2. Teologia e Religião. A relação entre teologia e religião é a de efeitos, em esferas diferentes,
produzidas pelas mesmas causas.
No campo do pensamento sistemático, os fatos que se referem a Deus e Suas relações com o
universo levam à teologia; na esfera da vida individual e coletiva, eles levam à religião.
Em outras palavras, na teologia um homem organiza seus pensamentos com referência a Deus
e ao universo, e na religião ele expressa, em atitudes e ações, os efeitos que esses pensamentos -
produziram nele.
3. Teologia e Filosofia. Teologia e filosofia têm praticamente os mesmos objetivos, mas
diferem bastante no enfoque que dão e no método que usam para atingir esses objetivos. Ambas
buscam uma visão completa do mundo e da vida.
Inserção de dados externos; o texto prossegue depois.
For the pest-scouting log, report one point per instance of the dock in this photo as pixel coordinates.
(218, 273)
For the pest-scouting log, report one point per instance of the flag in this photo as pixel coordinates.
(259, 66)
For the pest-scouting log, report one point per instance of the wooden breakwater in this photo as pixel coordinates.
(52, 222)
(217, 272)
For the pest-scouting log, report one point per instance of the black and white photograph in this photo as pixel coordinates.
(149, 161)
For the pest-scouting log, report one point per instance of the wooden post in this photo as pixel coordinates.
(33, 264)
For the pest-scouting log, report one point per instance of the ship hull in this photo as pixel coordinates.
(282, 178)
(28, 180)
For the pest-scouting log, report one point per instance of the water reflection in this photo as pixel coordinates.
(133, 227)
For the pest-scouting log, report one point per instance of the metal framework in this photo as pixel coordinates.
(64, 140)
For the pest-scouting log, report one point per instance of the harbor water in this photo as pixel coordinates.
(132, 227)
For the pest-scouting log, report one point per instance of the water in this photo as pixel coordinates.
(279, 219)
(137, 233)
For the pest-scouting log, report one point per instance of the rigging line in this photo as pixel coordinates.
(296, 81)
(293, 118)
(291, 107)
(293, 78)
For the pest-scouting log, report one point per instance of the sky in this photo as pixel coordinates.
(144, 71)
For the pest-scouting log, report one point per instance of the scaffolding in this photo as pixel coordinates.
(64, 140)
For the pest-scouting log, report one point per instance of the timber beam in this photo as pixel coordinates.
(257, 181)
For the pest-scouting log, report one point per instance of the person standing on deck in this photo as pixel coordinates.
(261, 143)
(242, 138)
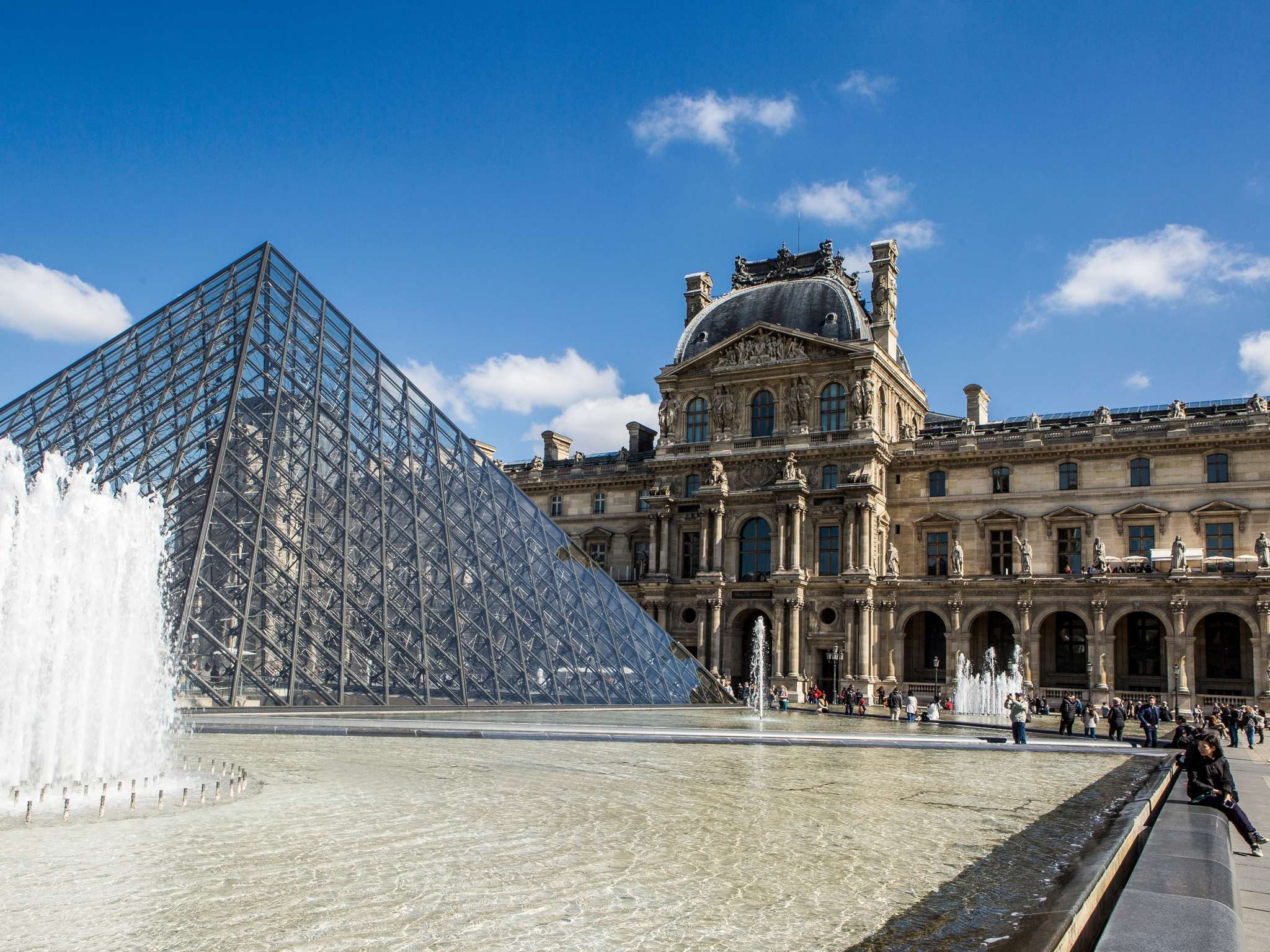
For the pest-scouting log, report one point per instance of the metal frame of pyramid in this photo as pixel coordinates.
(335, 539)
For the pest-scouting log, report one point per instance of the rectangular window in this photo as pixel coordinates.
(1002, 550)
(1220, 546)
(1070, 550)
(828, 550)
(690, 552)
(936, 553)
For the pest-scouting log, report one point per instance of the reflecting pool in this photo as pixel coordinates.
(363, 843)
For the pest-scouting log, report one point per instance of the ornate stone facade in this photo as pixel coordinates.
(801, 478)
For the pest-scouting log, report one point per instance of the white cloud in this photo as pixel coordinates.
(866, 87)
(520, 384)
(842, 203)
(1162, 266)
(598, 425)
(51, 305)
(710, 118)
(913, 235)
(443, 391)
(1255, 358)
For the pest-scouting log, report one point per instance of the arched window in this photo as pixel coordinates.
(1071, 644)
(698, 419)
(1067, 475)
(756, 551)
(833, 408)
(1219, 467)
(762, 414)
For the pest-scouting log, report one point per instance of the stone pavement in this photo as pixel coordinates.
(1251, 770)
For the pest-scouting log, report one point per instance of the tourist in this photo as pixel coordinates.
(1116, 720)
(1090, 719)
(1018, 719)
(1066, 715)
(1148, 716)
(1209, 783)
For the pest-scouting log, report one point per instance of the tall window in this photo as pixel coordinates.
(1071, 645)
(828, 550)
(1067, 475)
(1220, 544)
(698, 421)
(1222, 648)
(833, 408)
(936, 553)
(690, 553)
(756, 551)
(1145, 639)
(938, 483)
(762, 414)
(1002, 551)
(1142, 540)
(1070, 549)
(1219, 467)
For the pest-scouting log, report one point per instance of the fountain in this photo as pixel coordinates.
(758, 667)
(985, 692)
(87, 683)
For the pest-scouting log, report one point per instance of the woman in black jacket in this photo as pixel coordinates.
(1209, 783)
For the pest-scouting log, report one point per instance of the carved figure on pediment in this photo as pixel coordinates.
(666, 414)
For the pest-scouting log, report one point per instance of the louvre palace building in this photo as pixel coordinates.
(801, 478)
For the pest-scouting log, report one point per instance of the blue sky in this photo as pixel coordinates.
(1081, 191)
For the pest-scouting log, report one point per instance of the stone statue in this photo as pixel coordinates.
(1025, 557)
(1179, 552)
(1100, 555)
(666, 414)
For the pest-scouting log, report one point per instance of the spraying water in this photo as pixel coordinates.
(985, 694)
(87, 684)
(758, 667)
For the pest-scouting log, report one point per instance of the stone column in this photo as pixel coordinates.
(780, 539)
(716, 633)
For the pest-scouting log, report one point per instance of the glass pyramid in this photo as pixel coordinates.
(337, 540)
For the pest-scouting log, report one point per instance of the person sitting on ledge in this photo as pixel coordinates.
(1209, 783)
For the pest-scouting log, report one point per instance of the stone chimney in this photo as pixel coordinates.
(641, 437)
(884, 270)
(698, 294)
(556, 446)
(975, 404)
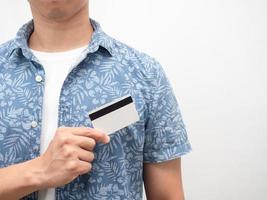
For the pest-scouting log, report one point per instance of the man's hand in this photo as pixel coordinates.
(69, 154)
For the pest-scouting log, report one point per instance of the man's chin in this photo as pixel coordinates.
(57, 14)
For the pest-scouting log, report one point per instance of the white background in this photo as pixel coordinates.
(215, 55)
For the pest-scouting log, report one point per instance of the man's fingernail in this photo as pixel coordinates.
(108, 139)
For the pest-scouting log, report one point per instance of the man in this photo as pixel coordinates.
(60, 66)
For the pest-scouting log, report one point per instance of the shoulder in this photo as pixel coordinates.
(4, 49)
(135, 57)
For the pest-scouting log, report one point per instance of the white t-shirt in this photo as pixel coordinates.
(57, 65)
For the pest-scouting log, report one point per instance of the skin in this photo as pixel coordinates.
(61, 25)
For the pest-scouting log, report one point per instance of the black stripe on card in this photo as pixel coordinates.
(110, 108)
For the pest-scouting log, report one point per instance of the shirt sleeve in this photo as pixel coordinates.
(165, 133)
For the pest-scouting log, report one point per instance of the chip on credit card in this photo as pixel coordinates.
(114, 115)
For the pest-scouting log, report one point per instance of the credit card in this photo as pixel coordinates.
(114, 115)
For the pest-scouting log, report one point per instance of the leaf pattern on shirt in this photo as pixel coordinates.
(110, 70)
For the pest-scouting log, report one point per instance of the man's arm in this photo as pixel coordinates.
(69, 154)
(20, 179)
(163, 181)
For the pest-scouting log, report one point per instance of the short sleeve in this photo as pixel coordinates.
(165, 133)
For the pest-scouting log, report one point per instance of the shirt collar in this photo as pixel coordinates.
(99, 39)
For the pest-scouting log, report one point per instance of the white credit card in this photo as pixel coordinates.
(114, 115)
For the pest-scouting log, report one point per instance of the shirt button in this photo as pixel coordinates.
(38, 78)
(34, 124)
Entretanto, enquanto que a teologia parte da crença na existência de Deus e da idéia de que
Ele é a causa de todas as coisas, com exceção do pecado, a filosofia parte de uma outra coisa dada e
com a idéia de que é suficiente para explicar a existência de todas as outras coisas.
Para os filósofos gregos, esta coisa dada era ou a água, ou o ar, ou o fogo, ou átomos em
movimento, ou nous, ou idéias; para os modernos, é a natureza ou a mente, ou a personalidade, ou a
vida, ou alguma outra coisa.
A teologia não apenas parte da crença na existência de Deus, mas também afirma que Ele
graciosamente Se revelou. A filosofia nega essas duas idéias.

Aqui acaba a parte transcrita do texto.